Neither Sugawara nor Kawai has explained in public about the allegations of election irregularities that forced them to step down.
When opposition lawmakers demanded that Abe exercise political leadership to make sure that the two lawmakers will offer convincing explanations about the issues in question, the prime minister said the two “should, as elected politicians, fulfill their responsibility to explain on their own.”
Abe’s reluctance to take action to deal with the matter will do nothing to help restore public trust in his administration, a goal he himself has set.
Since he returned to power in late 2012, as many as 10 Cabinet members have been forced to bow out due to scandals and controversial remarks.
If Abe had done serious soul-searching over his Cabinet picks and learned lessons from his mistakes, there would not have been so many resignations of ministers.
Abe has also taken a “not my problem” attitude toward the education ministry’s decision to postpone the planned introduction of private-sector English language tests as part of a new standardized university admission exam program starting in fiscal 2020.
The ministry’s reasonable but belated move has nonplussed and dismayed many students preparing for university entrance exams, their parents and high school teachers.
Despite the serious confusion caused by the postponement of the new English test plan, Abe just said it was education minister Koichi Hagiuda’s decision, indicating he has no intention of involving the entire administration in tackling the problem.
Abe’s stance is all the more questionable because the English test plan was a “reform” proposed six years ago by an advisory council on education set up by the prime minister himself.
During the Budget Committee session, Abe heckled an opposition lawmaker asking questions about the scandal over the government’s decision to allow the Kake Educational Institution, run by a close friend of Abe, to open a new veterinary medicine faculty, creating a stir.
Abe’s jeering during Diet sessions is nothing new. But he acted in an extremely disgraceful manner by heckling a lawmaker during a session that was discussing issues concerning the administration’s political integrity.
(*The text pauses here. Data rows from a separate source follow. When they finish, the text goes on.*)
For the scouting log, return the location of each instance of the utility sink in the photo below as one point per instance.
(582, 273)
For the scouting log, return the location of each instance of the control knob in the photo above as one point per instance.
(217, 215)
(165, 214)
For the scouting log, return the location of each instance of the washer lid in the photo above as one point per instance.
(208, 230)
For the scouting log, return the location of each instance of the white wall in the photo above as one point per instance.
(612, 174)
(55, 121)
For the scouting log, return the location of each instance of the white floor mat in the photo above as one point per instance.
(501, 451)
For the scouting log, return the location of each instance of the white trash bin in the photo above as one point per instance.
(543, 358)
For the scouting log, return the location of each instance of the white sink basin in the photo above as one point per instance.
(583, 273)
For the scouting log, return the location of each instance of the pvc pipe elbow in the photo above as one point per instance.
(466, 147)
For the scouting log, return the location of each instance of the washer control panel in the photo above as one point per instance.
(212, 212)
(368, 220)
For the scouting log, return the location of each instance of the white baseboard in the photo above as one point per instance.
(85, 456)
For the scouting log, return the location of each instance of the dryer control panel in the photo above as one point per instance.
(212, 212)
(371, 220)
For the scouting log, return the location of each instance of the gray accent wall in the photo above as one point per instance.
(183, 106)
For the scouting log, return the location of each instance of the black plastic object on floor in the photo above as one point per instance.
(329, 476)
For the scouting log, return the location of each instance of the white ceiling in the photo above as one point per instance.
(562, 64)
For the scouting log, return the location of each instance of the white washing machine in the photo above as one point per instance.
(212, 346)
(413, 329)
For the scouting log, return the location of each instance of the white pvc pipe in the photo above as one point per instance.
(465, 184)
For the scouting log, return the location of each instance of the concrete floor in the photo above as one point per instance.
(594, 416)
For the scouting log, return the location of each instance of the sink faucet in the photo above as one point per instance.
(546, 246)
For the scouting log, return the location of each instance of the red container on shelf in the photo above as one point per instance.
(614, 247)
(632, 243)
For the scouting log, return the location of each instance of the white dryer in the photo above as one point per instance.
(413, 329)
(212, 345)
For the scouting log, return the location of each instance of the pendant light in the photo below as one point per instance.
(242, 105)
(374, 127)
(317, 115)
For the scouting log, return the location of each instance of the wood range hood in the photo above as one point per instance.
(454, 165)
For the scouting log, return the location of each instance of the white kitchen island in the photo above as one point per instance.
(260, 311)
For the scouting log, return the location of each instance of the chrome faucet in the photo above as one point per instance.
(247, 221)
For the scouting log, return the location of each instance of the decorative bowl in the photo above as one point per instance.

Opposition parties demanded that the two ministers who have resigned attend the session to answer related questions. That is because they stepped down before scheduled Diet sessions where those questions were to be raised.
Since the two politicians have not answered any of the questions raised by the allegations against them, the opposition parties had every reason to make the demand.
But the ruling coalition of the Liberal Democratic Party and its junior partner, Komeito, flatly rejected the demand, saying there is “no precedent.”
Instead, an LDP lawmaker who asked questions at the Nov. 6 Budget Committee session went so far as to praise the two former ministers as “persons whose judgment and characters are worthy of trust.”
Under the Abe administration, a slew of officials implicated in serious scandals resigned from their posts without fulfilling their responsibility to explain about the allegations and then made quiet political comebacks after the storm subsided.
If Abe is betting that the public will soon forget about the latest resignations of the two ministers, he is likely to make the same mistake again.